Anyone gone into the depths of the woods where you don't encounter anyone for the whole time you are there. When I was a kid my dad had a camp up in the Haynesville woods or T2R3. We would look for nature and there were times when we weren't allowed to go alone to the outhouse and dad or mom would carry the pistol with them. We would learn how to find our way if we got lost. Look at the partridge dust beds, find the salt lick where the deer were, talk to beavers or gorbies, or just wait for dad to start the fire in the morning so we could climb out of bed and be warm.
Being deep in that woods was scary at times. My brother cut his foot one time and there was no running to the doctors to get it stitched. There was one morning I woke to see a bear staring in the window. There were times the racoons got into the cooler stored at the spring and took all the eggs and bacon. The scents were wonderful, the night sky - gorgeous and mysterious, and we were always guided here by my dads experience.

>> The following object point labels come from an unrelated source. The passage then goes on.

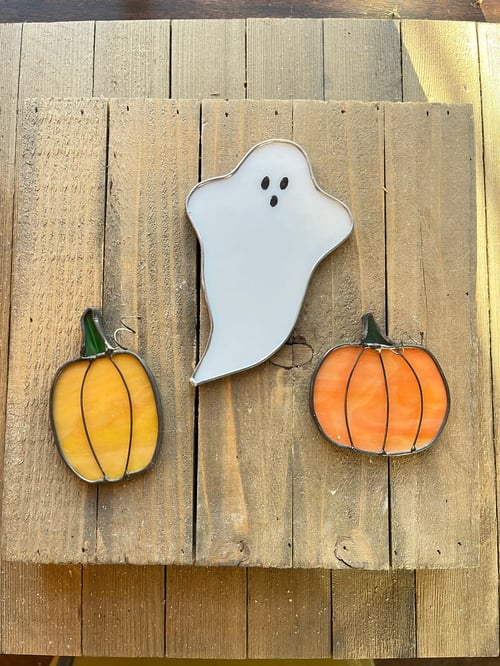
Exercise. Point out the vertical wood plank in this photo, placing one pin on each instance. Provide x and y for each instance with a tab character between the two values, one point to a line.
245	420
57	59
374	615
431	268
489	45
40	608
206	613
150	281
244	454
10	50
284	59
340	500
376	45
123	611
362	60
208	59
440	63
289	614
57	273
132	58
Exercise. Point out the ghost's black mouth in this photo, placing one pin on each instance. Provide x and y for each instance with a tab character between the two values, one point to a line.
266	182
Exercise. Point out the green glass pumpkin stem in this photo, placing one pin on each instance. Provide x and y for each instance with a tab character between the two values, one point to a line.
94	340
372	335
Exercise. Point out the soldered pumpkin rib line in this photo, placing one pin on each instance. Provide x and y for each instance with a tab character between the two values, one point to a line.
82	411
131	412
421	395
387	401
346	416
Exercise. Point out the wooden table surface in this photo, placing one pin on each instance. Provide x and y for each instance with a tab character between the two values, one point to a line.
226	613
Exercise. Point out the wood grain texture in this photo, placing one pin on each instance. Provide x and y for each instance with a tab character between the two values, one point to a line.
132	59
284	59
150	282
427	51
244	421
431	264
41	608
206	613
340	500
57	273
57	60
10	53
113	600
362	60
489	45
58	10
374	615
208	59
289	614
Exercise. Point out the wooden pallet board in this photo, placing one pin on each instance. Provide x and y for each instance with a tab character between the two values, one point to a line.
262	467
35	617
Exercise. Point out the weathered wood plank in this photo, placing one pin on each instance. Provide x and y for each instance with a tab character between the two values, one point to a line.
362	60
284	59
57	60
374	614
340	500
123	611
206	613
489	49
208	59
150	281
431	268
289	614
132	59
40	609
57	273
10	50
244	421
429	49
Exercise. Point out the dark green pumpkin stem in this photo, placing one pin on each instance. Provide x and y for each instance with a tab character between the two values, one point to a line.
372	335
94	340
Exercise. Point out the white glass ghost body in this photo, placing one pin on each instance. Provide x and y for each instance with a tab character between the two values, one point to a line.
262	228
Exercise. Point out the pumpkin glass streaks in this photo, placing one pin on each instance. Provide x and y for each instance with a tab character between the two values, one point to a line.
378	397
105	409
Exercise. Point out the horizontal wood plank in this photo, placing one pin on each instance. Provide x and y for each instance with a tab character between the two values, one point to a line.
58	10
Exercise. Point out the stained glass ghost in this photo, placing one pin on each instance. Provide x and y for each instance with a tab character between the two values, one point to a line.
263	228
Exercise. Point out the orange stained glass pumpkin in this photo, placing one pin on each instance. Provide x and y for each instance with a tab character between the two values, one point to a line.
379	397
105	409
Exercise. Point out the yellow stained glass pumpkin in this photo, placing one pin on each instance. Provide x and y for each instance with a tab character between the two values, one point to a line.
379	397
105	409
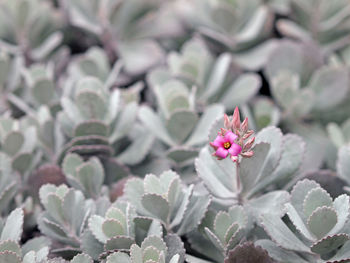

This is the wilderness we are invited to during Lent. Sometimes with our easy answers and antidotes we can forget that the wilderness is harsh. We are not without a guide though. During our wilderness journeys it is important to look at the scriptures. To find the ones which resonate and guide us deeper into our own experience. The thing is God is showing us the way.
There may be places where we grumble like the Hebrew people because we feel as though there is not enough. Not enough resources, not enough to eat, not enough of our own stuff yet it is God's abundance which gets us through. Or we remember the better times, back there when we were someplace else, but were they really the best or is it just our memory which makes it so? Or we forget God because we feel as though God is not really that close, God has forgotten us, and so we create a better idol of our own making and litter the wilderness with our golden calves.
Going into the wilderness leads us somewhere deeper. Where we realize God has been there on the journey. We just had to remember those times and connect more deeply to the words of our faith. This is what it means to remember at the altar this morning. We remember who and what we wer
e and what we have become through Christ. Because it is in going to the wilderness that we find who we have become.
Let us take those steps of faith. Let us remember the scripture which leads us through. And take the steps we need to in order to see our own journey in the wilderness. Because it is not in avoiding the journey that we reap the most reward, but in discovering our own inward compass which strengthens us toward the wilderness ahead.